Temporary Fencing to Surround Capitol Ahead of Right-Wing Rally

Temporary Fencing to Surround Capitol Ahead of Right-Wing Rally Temporary Fencing to Surround Capitol Ahead of Right-Wing Rally The U.S. Capitol is seen through movable bike rack fencing on September 13, 2021 in Washington, DC. U.S. (Drew Angerer/Getty)

By Brian Freeman | Monday, 13 September 2021 05:17 PM

Temporary fencing around the Capitol will be put up ahead of a planned right-wing rally on Saturday in Washington D.C., Capitol Police Chief Tom Manger told reporters on Monday, CNN reported.

Manger said the decision came after the U.S. Capitol Police board approved the department's request ahead of the rally, which is being organized by a former Trump campaign staffer to back the jailed Jan. 6 rioters at the Capitol.

He said the "the fence will go up a day or two before [the demonstration], and if everything goes well, it will come down very soon after," according to CSPAN.

Fencing was put up around the Capitol after the riot. The fencing was eventually pared back and then was completely removed over the summer, CNN reported.

The proposed temporary fencing is expected to be smaller than what was up before and is not likely to obstruct traffic, a Capitol security source told CNN.

An internal Capitol Police memo has expressed concern about potential unrest during the rally in Washington, D.C., on Saturday, due to both increased violent rhetoric online concerning the demonstration and counterprotests that are being planned for the same day.

On Monday, Manger briefed the top four congressional leaders – House Speaker Nancy Pelosi, House Minority Leader Kevin McCarthy, Senate Majority Leader Chuck Schumer and Senate Minority Leader Mitch McConnell – about security preparations for the rally.

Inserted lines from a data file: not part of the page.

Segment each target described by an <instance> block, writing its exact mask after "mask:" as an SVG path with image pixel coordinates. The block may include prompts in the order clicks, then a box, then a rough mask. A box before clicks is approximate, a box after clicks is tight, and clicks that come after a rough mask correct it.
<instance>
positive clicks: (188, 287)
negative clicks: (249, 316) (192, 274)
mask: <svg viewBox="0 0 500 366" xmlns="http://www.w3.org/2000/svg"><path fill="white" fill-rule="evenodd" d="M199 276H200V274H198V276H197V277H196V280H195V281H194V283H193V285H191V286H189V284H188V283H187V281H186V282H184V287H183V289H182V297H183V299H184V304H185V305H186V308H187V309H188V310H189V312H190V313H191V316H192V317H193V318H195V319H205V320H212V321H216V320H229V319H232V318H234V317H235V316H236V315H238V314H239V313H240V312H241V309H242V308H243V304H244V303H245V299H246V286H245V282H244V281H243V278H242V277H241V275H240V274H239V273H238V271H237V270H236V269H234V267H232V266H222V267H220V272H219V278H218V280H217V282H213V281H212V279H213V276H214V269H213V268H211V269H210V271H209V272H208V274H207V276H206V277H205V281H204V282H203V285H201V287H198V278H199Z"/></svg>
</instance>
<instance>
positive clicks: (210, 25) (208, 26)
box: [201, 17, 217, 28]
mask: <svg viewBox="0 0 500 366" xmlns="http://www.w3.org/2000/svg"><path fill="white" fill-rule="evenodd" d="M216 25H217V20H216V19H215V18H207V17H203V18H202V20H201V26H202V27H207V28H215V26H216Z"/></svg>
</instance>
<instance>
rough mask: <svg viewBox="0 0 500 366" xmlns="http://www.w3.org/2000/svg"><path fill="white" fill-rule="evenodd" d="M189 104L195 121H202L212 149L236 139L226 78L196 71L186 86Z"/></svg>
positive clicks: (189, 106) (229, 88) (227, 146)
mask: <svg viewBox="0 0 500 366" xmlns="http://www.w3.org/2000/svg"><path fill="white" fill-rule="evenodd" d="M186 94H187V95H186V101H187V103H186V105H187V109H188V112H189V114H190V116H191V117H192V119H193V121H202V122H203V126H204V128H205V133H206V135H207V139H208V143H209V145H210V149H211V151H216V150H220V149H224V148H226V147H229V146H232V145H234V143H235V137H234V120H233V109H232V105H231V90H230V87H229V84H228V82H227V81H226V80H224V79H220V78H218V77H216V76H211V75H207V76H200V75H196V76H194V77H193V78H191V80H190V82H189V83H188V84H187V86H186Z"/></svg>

Manger said he shared with the congressional leaders “the intelligence information that we're aware of and a little bit about our operational plan," adding that the department will also hold a press briefing a "day or two" before the rally.

Pelosi said after the briefing that the planning "seems much better," but pointed out that she doesn't "have anything to compare it to, because we weren't briefed before" the January 6 riot.

The department has promised to improve communication and intelligence sharing with officers and other law enforcement agencies after the riot in the wake of internal reviews by the department that partly blamed a failure to do so previously for the lack of preparedness.

Manger's statement also came hours after police arrested a California man near the Democratic National Committee headquarters who had several large knives in his truck, which was painted with a swastika and other White supremacist symbols.

Just last month, some buildings around the Capitol were evacuated during a standoff lasting several hours with a suspect that said he had an explosive device.

The man was eventually arrested. Although no bomb was found in his truck, Capitol Police said that he possessed suspected bomb-making material.